Предводитель «котов» штабс-капитан Тихоненко придержал своих подопечных специально.

– Особо торопиться не будем, – сказал он, – пусть полковник со своими бойцами поработает в городе, повесит десятка два большевиков – самых главных, а мы довешаем остальных и, соответственно, примем участие в заключительном акте.

Такую позицию штабс-капитана обитатели лиманных зарослей поддерживали – подставлять свои головы под чекистские пули им не хотелось.

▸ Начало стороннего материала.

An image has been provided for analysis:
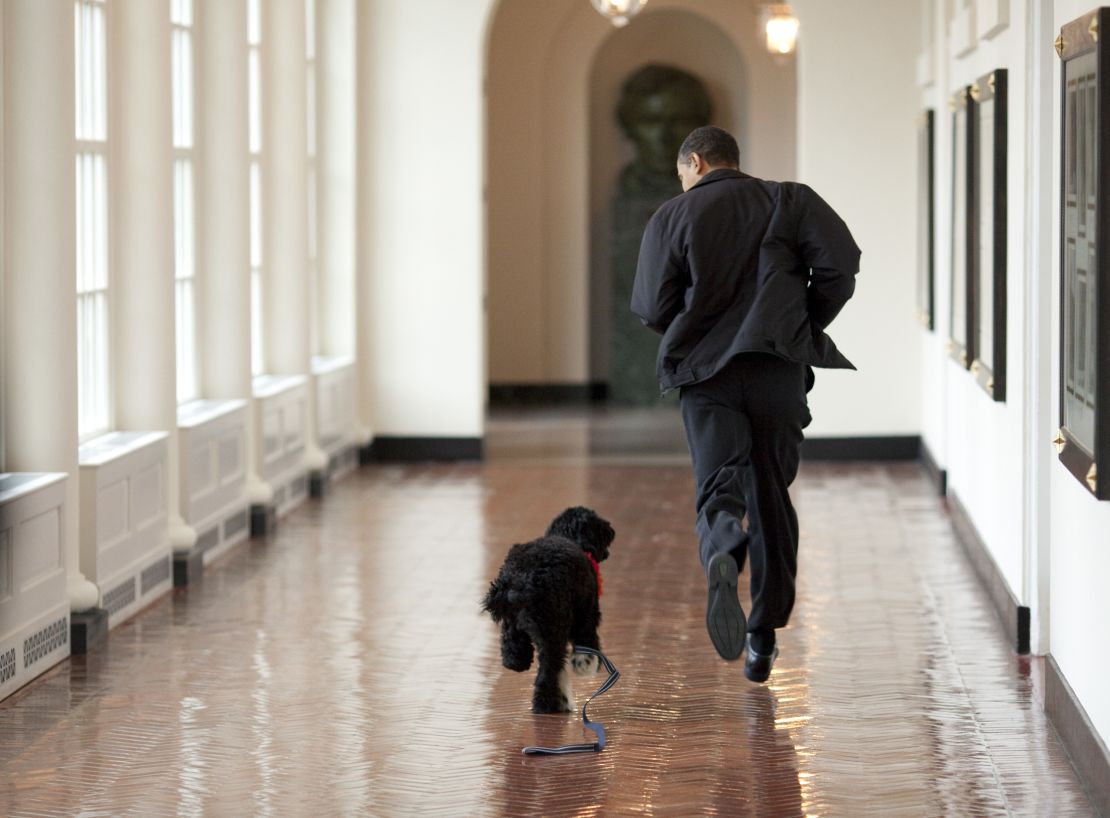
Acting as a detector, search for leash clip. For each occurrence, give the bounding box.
[521,645,620,756]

«Камышовые коты» проверили оружие, на плечи навесили мешки, переделанные в котомки, – кто знает, может, они уходят из этих обрыдлых мест навсегда, в городе, в порту определятся на захваченные суда и уплывут в Турцию, либо осядут на захваченных квартирах, так что оставлять здесь кровное, с трудом нажитое барахло не следует, все надо брать с собой.

Штабс-капитан Тихоненко на этот счет молчал, не высказывался, а раз не высказывался, то, значит, такую позицию поддерживал.

– Ну что, будем выступать или подождем еще малость? – спросил он у своего заместителя, такого же пехотного штабс-капитана по фамилии Дзюба, человека желчного – у него даже кожа на лице и руках была пропитана чем-то горьким, пергаментно желтела и нехорошо шелушилась. – А?

Дзюба отер рукою лицо и неожиданно покладисто кивнул – надоело штабс-капитану сидеть в плавнях, кормить комаров и ловить на печеных лягушек жирных местных сомов. Проговорил витиевато, будто городской поэт, окруженный на балу в дворянском собрании привлекательными девицами:

– Пора покидать этот жалкий приют, где просьбы о хлебе ничего не значат.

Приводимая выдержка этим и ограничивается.